The curd is a lot softer than I expected. It should be holding its square/rectangular shape, and the whey should be less milky, a lot clearer with a tinge of grey or green. So I let it rest for 10 minutes to see if they curds would set up.

They did not set up. So began the straining processes. Employing some extra cheese cloth and a colander, slowly but surely the curds separated from the whey.

Then came the salting.

And flipping the curds to disperse the salt.

Then I lined the cheese mold with cheese cloth and started loading in the curd. They didn't all fit in at first, but after a bit of pressure, they all made it in.

The cheese mold, loaded into the cheese press, stayed in my laundry basket lined with towels to catch the whey. Every hour I added weight to the arm (the white wire on the right side of the photo) to increase pressure.

Saturday, November 18, 2006


To make cheese, you have to make milk go bad. (The milk has to acidify so when the coagulant is added the enzymes can do their magic and turn milk into curds & whey.)

I thought about buying a commercial start (a powder or liquid you add to milk to acidify the milk and add flavor) but then I found out there are plenty of bacteria that will spoil milk... in the air.

I sterilized a 5-gallon bucket and poured all the milk into it. I share the kitchen with a kitten, who would have loved for me to leave the milk within her domain, but it seemed safer in my bedroom. (The milk has to stay uncovered at room temperature for the bacteria in the air to get in and make the milk sour.)

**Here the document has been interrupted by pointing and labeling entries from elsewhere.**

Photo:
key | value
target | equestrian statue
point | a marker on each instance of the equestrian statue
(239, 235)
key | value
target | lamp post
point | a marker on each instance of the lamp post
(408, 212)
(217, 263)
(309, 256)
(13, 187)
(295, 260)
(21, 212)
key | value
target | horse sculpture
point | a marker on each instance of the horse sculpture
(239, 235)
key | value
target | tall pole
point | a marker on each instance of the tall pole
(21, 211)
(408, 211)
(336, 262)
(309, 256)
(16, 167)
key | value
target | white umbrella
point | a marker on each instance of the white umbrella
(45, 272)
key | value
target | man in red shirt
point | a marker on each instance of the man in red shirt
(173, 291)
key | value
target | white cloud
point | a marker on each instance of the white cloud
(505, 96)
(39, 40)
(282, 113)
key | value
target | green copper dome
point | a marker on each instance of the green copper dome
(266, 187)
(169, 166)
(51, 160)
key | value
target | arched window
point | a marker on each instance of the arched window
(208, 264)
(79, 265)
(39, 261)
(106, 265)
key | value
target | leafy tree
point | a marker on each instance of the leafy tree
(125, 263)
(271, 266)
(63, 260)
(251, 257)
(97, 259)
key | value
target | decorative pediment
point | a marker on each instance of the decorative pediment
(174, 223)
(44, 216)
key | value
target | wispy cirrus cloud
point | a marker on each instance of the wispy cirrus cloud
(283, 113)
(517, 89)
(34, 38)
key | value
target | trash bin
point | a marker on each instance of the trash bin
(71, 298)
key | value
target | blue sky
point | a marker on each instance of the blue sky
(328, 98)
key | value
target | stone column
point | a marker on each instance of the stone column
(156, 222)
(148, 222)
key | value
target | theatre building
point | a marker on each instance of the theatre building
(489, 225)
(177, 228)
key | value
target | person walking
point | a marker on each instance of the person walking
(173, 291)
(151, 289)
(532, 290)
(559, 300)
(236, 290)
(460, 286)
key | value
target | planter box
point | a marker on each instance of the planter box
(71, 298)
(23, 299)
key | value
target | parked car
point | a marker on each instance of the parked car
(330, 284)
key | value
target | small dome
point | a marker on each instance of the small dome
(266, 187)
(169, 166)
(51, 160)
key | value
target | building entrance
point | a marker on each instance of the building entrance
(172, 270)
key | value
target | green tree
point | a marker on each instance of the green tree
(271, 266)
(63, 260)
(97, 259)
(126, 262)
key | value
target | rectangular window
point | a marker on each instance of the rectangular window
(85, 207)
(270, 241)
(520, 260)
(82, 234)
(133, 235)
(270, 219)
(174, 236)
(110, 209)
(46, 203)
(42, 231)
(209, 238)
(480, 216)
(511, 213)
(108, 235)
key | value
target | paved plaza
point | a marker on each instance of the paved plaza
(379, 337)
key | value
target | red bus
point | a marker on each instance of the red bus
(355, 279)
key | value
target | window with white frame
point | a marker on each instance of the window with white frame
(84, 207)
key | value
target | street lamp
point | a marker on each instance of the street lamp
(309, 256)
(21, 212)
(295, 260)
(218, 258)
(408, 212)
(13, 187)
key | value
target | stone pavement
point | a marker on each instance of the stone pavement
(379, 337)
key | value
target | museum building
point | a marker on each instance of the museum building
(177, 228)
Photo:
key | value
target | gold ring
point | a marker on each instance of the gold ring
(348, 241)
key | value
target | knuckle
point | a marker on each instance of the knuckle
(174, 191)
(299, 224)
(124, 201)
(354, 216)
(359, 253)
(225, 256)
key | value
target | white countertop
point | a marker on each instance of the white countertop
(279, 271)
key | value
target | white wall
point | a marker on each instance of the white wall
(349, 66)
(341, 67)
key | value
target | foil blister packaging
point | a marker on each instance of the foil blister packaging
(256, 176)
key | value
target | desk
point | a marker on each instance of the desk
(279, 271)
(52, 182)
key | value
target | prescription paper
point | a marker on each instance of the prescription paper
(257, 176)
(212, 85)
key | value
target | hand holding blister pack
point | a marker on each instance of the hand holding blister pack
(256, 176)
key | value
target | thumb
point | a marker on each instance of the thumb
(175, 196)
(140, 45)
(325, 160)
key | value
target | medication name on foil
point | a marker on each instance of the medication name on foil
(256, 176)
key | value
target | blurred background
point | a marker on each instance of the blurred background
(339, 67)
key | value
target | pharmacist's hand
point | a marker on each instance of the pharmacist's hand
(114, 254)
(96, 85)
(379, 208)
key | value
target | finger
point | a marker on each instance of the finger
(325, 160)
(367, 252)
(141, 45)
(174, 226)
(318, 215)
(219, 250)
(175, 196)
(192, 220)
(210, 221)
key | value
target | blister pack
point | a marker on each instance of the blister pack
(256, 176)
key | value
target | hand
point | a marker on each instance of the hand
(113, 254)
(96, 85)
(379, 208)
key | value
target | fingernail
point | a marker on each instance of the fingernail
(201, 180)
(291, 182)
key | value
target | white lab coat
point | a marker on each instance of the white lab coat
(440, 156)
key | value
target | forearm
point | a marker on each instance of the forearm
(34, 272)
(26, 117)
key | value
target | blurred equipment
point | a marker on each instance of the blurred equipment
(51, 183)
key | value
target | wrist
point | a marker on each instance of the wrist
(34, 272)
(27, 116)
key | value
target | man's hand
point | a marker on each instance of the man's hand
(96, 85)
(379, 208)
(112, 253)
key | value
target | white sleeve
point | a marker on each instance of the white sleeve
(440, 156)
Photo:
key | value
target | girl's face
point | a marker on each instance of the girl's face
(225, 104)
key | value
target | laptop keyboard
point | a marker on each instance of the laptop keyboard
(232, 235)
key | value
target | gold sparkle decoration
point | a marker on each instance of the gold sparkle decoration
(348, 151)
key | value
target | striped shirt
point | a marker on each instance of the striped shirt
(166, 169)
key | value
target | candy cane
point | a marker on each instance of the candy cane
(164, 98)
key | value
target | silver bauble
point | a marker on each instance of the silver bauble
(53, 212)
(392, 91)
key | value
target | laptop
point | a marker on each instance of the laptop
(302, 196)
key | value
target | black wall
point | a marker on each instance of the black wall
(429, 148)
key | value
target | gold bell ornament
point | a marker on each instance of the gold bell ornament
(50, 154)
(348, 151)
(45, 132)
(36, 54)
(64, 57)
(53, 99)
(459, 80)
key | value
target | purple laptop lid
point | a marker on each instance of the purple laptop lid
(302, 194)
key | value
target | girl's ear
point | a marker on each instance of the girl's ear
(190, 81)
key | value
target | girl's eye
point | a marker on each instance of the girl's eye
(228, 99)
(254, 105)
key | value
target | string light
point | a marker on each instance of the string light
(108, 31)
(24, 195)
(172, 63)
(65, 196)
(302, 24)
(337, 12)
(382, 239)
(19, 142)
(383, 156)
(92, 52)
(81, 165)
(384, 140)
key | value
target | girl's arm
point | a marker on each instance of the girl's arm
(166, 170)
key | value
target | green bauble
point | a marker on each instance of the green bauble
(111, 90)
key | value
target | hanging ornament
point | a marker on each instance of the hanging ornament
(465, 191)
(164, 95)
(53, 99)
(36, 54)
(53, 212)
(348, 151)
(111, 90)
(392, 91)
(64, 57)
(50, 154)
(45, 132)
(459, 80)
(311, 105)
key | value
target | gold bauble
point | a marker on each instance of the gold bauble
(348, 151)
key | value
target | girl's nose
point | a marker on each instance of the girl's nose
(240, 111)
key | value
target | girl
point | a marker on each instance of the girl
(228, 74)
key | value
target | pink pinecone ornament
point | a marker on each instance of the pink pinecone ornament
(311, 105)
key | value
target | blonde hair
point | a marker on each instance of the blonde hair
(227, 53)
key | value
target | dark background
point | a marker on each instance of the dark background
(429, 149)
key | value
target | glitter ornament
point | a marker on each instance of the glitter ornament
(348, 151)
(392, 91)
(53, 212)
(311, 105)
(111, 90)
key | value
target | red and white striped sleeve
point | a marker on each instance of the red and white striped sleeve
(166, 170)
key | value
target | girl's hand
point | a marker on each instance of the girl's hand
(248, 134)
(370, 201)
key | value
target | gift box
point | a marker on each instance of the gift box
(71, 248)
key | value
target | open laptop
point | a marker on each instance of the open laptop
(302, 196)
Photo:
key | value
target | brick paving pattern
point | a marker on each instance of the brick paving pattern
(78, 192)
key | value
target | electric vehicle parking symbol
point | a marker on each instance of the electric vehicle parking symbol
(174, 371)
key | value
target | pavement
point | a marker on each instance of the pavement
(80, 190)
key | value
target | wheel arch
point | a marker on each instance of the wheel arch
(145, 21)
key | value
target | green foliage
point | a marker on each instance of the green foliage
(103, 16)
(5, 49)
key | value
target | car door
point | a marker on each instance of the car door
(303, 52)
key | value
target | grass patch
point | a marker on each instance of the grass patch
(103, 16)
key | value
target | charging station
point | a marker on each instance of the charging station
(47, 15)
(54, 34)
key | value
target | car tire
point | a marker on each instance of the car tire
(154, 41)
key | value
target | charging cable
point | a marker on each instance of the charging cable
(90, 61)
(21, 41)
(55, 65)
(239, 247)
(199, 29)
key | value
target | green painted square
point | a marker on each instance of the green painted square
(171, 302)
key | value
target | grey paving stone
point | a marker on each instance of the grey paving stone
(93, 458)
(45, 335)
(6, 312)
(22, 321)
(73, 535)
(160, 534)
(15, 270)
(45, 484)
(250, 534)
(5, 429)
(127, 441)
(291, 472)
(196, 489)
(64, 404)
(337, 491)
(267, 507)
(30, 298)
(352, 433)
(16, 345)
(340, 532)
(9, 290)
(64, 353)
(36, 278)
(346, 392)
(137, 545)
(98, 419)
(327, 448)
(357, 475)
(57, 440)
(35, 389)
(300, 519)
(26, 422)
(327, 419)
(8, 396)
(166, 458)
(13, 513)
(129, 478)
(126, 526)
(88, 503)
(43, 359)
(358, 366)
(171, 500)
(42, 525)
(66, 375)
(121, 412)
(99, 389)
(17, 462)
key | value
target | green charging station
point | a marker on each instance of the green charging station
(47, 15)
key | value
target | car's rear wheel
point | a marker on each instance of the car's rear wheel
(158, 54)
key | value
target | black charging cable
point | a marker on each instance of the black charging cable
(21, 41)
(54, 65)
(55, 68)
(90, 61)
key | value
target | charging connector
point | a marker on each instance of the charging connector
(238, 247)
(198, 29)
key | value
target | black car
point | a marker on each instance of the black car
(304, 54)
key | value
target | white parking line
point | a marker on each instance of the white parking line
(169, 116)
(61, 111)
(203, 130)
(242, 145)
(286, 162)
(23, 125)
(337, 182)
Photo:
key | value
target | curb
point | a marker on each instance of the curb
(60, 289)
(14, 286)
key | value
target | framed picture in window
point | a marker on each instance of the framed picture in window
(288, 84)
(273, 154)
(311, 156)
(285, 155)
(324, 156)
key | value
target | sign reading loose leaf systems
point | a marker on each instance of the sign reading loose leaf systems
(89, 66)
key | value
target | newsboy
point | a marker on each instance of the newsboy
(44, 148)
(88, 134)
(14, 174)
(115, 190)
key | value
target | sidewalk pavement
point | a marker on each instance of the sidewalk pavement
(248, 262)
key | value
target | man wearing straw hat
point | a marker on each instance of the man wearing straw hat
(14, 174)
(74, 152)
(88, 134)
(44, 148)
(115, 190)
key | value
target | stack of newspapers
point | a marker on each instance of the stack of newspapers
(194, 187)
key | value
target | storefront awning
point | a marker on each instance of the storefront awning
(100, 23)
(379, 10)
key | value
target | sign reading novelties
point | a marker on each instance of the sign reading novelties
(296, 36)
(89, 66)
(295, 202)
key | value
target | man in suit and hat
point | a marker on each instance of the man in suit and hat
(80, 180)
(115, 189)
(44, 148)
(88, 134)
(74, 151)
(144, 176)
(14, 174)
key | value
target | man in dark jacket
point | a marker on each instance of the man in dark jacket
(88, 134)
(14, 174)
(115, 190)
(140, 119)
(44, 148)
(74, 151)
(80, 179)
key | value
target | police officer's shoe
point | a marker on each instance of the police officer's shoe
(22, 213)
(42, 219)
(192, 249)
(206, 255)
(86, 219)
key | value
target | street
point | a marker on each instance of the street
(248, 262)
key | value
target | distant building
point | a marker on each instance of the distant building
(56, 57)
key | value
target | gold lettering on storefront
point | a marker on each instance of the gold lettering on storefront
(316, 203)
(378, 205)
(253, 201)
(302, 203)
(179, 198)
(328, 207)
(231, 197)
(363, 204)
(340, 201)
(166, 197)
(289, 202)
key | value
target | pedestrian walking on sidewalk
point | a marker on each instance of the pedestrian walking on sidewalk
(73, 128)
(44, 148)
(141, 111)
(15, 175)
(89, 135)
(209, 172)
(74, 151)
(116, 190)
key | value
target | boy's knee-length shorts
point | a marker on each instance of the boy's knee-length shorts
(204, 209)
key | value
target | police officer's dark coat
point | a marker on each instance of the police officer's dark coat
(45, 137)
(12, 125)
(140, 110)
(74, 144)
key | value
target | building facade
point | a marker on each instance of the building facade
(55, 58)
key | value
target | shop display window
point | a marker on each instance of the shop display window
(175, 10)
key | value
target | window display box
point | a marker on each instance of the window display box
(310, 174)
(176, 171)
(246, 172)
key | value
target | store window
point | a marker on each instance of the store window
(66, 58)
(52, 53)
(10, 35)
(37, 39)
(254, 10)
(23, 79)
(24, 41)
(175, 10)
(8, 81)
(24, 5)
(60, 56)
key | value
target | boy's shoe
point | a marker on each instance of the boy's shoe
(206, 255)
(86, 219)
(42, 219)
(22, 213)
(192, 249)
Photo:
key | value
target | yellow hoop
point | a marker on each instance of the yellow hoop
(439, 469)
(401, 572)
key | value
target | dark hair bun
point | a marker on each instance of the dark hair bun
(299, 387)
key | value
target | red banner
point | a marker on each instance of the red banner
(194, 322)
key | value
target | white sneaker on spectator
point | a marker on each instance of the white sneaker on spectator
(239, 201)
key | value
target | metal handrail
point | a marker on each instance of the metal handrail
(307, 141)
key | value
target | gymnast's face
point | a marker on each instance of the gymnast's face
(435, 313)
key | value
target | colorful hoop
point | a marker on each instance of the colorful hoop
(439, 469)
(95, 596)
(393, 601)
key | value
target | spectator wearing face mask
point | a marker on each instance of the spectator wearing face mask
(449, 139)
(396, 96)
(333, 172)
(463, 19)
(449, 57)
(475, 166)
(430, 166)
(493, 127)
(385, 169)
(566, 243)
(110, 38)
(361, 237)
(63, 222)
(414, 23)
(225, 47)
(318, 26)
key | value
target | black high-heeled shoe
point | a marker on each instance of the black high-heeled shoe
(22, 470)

5 gallons of milk weighs 42 pounds. 42 pounds of sloshing liquid is as easy to get up flight of stairs as a toddler who disagrees with his bedtime. You go left, it goes right. (Sadly, no one was around to photodocument the hillarity.)

Meeting the Milkwoman

Heavily caffeinated, I set out bright and early to get organic, raw milk. When I got to the farm I met a very nice woman who showed me her barn, milking room and I was even so lucky that I even got to meet the cows. (One even licked my hand!)

The milk was from Ayrshires and Holsteins, fed a diet of organic hay and oats. The cows were milked just before I got to the farm, so their milk was still warm!

When I got home, I popped the top of one of the bottles and poured a tiny glass. I was expecting something magical, but was really rich, thick milk, and it tasted a little bit like fresh cut grass.

I put all 10, half gallon bottles, to rest in the fridge till cheese-making-time.

Friday, November 17, 2006

In the begining

It was a warm day in autumn 2002 when the seed was planted. A tour guide at the Porter-Phelps-Huntington House mentioned that Elizabeth Porter Phelps, one of the previous residents, made cheese.

Coming across a few references to Elizabeth’s cheese and cheesemaking, made me wonder what it might have tasted like. And thus, the Cheese Log Blog was born.

The CLB chronicles my attempt at recreating 18th century Massachusetts, Cheshire-style, cloth-bound cheese.